Она просила писать о себе поподробнее. Я много раз обещал ей сообщать все о себе, но обещаний этих почему-то не выполнял. Много позже я понял, что не мог тогда рассказать об этих тревожных коротких ночах, о боях и маршах. О рытвинах, распутице, замерзших глыбах осенней грязи. О заснеженных бесконечных полях сорок третьего—сорок четвертого...

Я боялся, что слова будут сухими, непохожими на правду. И потому письма мои были благополучно-обнадеживающими. И я даже искренне верил, что ей приятно получать именно такие письма.

Нередко передавал приветы Наденьке в Войново. О ней теперь вспоминал я с двойственным чувством. Была ли у меня девушка? Задавая себе этот вопрос, я с беспощадной ясностью думал о военвраче Лидии Федоровне.

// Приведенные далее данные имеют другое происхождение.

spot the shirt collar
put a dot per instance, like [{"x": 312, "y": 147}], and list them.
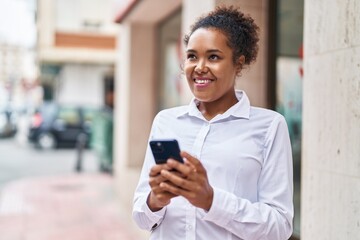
[{"x": 240, "y": 110}]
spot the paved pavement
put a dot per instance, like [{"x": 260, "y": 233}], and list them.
[{"x": 72, "y": 207}]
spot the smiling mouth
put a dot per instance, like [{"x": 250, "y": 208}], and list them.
[{"x": 202, "y": 81}]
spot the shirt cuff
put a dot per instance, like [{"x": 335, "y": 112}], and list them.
[
  {"x": 223, "y": 208},
  {"x": 155, "y": 217}
]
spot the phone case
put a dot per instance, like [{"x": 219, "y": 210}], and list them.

Хотя это казалось далеким прошлым, но воспоминания жгли, гнали прочь мои рассуждения о будущем, о встрече с Наденькой, на которую я уже не рассчитывал. А мама молчала: ни слова о Наденьке, как будто ее вовсе не существовало на свете. Только однажды она мельком упомянула о ней. Но как!.. У каждого, мол, своя жизнь, своя судьба. Из этого я мог заключить, что с Наденькой ничего не случилось, что она жила в своем Войнове по-прежнему, но что-то все же произошло. Не случайно ведь Надя не ответила на мое письмо, посланное зимой. И я, конечно, догадывался, что именно могло произойти... Но какое, собственно, я имел на нее право?

Наверное, я был еще очень молод...

Иногда я отчетливо видел лицо Лидии Федоровны. Но чаше память моя восстанавливала с пугающей достоверностью один день или вечер. И тогда я до боли сжимал пальцы, мои губы шевелились, глаза закрывались, перед ними возникало сильное женское тело. Я вскрикивал, изображение, если это можно так назвать, рассыпалось, и я видел как будто мозаику, но и там в каждом осколке, всюду виделось мне одно и то же, и я не мог справиться с этим.

Но странно: чем чаще я видел ее, тем меньше было желание писать ей... Несколько ее писем я хранил, они были короткими, сухими, несерьезными какими-то, и ни одно из них не передавало того, что я искал.

Однажды на рассвете я услышал ее голос, она тихо сказала: «Валя!» И я встал и пошел умываться в озерке, вошел в холодную воду под луной. Потом сбросил руками капли воды с шеи и лица, медленно побрел назад.